Jeff Goldblum Is Our Ultimate Cool-Dad Style Icon

Yesterday, my colleague and fellow Jeff Goldblum enthusiast, Janelle Okwodu, sent me a hot-off-the-wires paparazzi shot of the actor and jazz musician; I may or may not have swooned in line at Rite Aid. The thinking girl’s heartthrob was pictured strolling through the streets of Soho in the skinniest of skinny jeans, a white tee, Saint Laurent leather jacket, and Saint Laurent leopard-trim high-tops, along with his signature specs. The look was an exercise in pretty classic codes of cool, and while it might not raise eyebrows on someone a third of his age, at 63, Goldblum is notably crushing it, without ever looking as though he’s in the throes of a late-midlife crisis.

Indeed, while Goldblum has always boasted a certain sartorial flair (that’s him looking like he escaped from the Gucci runway, sporting a spangly snake jacket in Robert Altman’s 1975 music-biz epic, Nashville), the past year or so has found him in particularly fighting form both on and off the red carpet. Goldblum’s rakish physique seems tailor-made for the Saint Laurent brand of cool prior to Hedi Slimane’s departure (from moto jackets to Chelsea boots and two-tone loafers, the house is a foundation of the Goldblum look), and he counts stylist Andrew Vottero as his secret weapon.

Photo: Courtesy of ABC Entertainment

After meeting on the set of a GQ shoot, the duo hit it off and were soon working to pare back Goldblum’s wardrobe to the bare bones and rebuild it with quintessentially cool pieces befitting the icon. “When we first started working together and going through his closets,” Vottero tells Vogue.com, “we got rid of basically everything, but he had all this old Yohji Yamamoto stuff.
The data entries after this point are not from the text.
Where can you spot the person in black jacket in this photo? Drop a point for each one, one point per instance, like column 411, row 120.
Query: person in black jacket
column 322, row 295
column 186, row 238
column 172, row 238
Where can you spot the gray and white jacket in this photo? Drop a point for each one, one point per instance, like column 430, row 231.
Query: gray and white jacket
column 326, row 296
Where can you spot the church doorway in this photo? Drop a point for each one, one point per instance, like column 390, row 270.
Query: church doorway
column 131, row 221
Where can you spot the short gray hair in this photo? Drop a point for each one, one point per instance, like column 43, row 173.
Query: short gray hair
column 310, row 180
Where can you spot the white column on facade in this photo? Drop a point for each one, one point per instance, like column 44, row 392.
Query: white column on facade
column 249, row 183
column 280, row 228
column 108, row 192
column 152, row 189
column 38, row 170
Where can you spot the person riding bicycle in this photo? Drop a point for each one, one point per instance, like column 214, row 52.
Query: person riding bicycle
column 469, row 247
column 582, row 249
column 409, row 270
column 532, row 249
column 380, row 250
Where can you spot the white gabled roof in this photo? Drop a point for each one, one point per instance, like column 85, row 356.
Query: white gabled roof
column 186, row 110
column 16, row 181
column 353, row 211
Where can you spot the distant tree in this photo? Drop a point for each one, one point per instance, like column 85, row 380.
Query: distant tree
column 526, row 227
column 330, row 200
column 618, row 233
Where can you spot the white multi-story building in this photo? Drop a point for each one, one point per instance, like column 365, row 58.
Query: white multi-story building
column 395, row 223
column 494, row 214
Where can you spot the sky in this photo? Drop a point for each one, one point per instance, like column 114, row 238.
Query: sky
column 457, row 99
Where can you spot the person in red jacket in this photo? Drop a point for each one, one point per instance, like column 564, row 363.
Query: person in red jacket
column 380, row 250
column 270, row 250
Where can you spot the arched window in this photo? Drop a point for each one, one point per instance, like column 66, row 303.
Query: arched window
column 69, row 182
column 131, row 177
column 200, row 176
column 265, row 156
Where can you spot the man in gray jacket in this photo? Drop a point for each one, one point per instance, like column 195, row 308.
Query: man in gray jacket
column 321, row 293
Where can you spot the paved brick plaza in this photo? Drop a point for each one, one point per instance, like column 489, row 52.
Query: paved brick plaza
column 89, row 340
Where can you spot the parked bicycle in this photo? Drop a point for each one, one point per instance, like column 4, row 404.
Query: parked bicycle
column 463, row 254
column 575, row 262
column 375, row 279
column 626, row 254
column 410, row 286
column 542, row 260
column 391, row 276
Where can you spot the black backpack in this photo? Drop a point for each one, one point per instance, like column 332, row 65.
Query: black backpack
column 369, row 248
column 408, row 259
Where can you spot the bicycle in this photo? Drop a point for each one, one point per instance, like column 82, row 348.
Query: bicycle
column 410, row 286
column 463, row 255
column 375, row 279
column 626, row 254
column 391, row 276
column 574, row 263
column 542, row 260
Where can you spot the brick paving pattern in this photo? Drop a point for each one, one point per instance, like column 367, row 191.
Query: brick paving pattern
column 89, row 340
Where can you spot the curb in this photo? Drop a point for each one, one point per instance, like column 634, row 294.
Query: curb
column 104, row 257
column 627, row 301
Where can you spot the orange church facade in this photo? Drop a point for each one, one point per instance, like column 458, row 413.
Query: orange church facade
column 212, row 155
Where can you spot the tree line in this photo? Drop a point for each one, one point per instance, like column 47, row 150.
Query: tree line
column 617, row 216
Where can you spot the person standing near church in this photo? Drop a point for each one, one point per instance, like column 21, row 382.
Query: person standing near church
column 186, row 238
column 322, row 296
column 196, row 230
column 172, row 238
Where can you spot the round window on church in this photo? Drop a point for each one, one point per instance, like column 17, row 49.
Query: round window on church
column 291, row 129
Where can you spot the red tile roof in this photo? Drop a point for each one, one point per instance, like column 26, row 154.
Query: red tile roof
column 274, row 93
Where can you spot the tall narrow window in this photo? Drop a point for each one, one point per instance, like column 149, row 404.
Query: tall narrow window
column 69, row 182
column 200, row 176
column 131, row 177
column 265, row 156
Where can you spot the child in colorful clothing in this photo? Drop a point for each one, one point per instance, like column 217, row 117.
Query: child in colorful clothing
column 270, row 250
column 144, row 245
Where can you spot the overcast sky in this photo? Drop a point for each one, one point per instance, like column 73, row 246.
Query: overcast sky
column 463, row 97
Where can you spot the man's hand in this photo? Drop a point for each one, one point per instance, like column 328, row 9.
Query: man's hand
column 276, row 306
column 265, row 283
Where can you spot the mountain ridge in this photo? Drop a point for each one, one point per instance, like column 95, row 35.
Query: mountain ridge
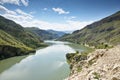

He is actually really interested in clothing.” While Saint Laurent has been a mainstay, Vottero says you’ll find a bevy of brands making up these looks—Lanvin, Patrik Ervell, Acne Studios, a perfectly cut Carhartt chino in nigh every color. “We’ve been into Gucci four or five times, and we love the idea of it, but we haven’t quite figured out how to make that work,” Vottero says with a laugh. “Jeff Goldblum is enough of a personality. The clothes we want to make subtle and sophisticated and cool, and suited to him.”

Goldblum bucks the strange Hollywood stigma of wear-once-and-dispose, often reworking garments for different appearances. “I love that he’s still wearing those spectator shoes that we bought him two years ago,” Vottero offers. “I think it’s cool that these things develop a little bit of character, a little bit of personality.” Whether it’s a leather jacket or an idiosyncratic actor, Goldblum is vivid testimony to the fact that some things just get better, and better, with age.